How should we go about hiring a driver for when we are exploring Mexico? Are there companies? Can anyone recommend anyone? My husband is having a knee replaced in March. When we visit depends on his recovery so I can't give dates now. We are hoping for June. We want to visit 3 areas so we would need a driver in each area. We are planning to go to Aguacalientes, Puruandiro and Tequesquitengo. Can anyone recommend real estate agents in those areas?


----------



## lagoloo (Apr 12, 2011)

Every area seems to have drivers who will take you where you need to go. I don't know where you are, but I do have the name of a family of good, reliable drivers in the lake Chapala area.


----------



## ojosazules11 (Nov 3, 2013)

Ross&MaryAnn said:


> How should we go about hiring a driver for when we are exploring Mexico? Are there companies? Can anyone recommend anyone? My husband is having a knee replaced in March. When we visit depends on his recovery so I can't give dates now. We are hoping for June. We want to visit 3 areas so we would need a driver in each area. We are planning to go to Aguacalientes, Puruandiro and Tequesquitengo. Can anyone recommend real estate agents in those areas?


I just sent you a PM (private message).


----------



## lat19n (Aug 19, 2017)

Ross&MaryAnn said:


> How should we go about hiring a driver for when we are exploring Mexico? Are there companies? Can anyone recommend anyone? My husband is having a knee replaced in March. When we visit depends on his recovery so I can't give dates now. We are hoping for June. We want to visit 3 areas so we would need a driver in each area. We are planning to go to Aguacalientes, Puruandiro and Tequesquitengo. Can anyone recommend real estate agents in those areas?

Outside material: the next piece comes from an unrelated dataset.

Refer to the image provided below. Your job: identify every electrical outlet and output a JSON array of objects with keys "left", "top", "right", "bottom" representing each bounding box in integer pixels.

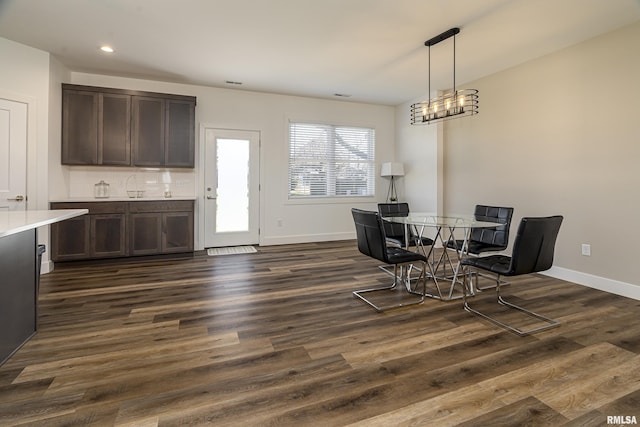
[{"left": 581, "top": 244, "right": 591, "bottom": 256}]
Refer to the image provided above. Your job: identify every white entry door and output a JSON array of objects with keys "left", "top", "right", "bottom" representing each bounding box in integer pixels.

Tequesquitengo, Morelos ? I am familiar with it - what would make you consider that area ? Puente de Ixtla and surrounding areas appear to be extremely violent at the moment. But don't take my word for it. Search on it from the Cuernavaca paper :

https://www.elsoldecuernavaca.com.mx/search?search=puente de ixtla

https://www.elsoldecuernavaca.com.mx/search?search=Tequesquitengo

It is a man made lake. The closest thing I can think of is maybe a Lake Meade (with no dam) that you can drive around in about an hour. 

As you probably know it is perhaps 45-60 minutes outside Cuernavaca Centro. There is apparently a Morelos' bus line that goes there from either Taxquena Mexico City or Cuernavaca. 

Grupo Pullman de Morelos Destinos Venta de Boletos


----------



## Ross&MaryAnn (Dec 28, 2017)

lat19n said:


> Tequesquitengo, Morelos ? I am familiar with it - what would make you consider that area ? Puente de Ixtla and surrounding areas appear to be extremely violent at the moment. But don't take my word for it. Search on it from the Cuernavaca paper :
> 
> https://www.elsoldecuernavaca.com.mx/search?search=puente de ixtla
> 
> ...


Thanks! We do need to learn more and we're trying! 

Do you know know anything about Tepic?


----------



## Anonimo (Apr 8, 2012)

Ross&MaryAnn said:


> Thanks! We do need to learn more and we're trying!
> 
> Do you know know anything about Tepic?


Many years ago, we spent a night in Tepic while bussing to the Pacific coast. My impression of of the city from that brief visit was that it was dominated by a very large, noisy and polluting sugar mill. Maybe it's changed for the better since then.


----------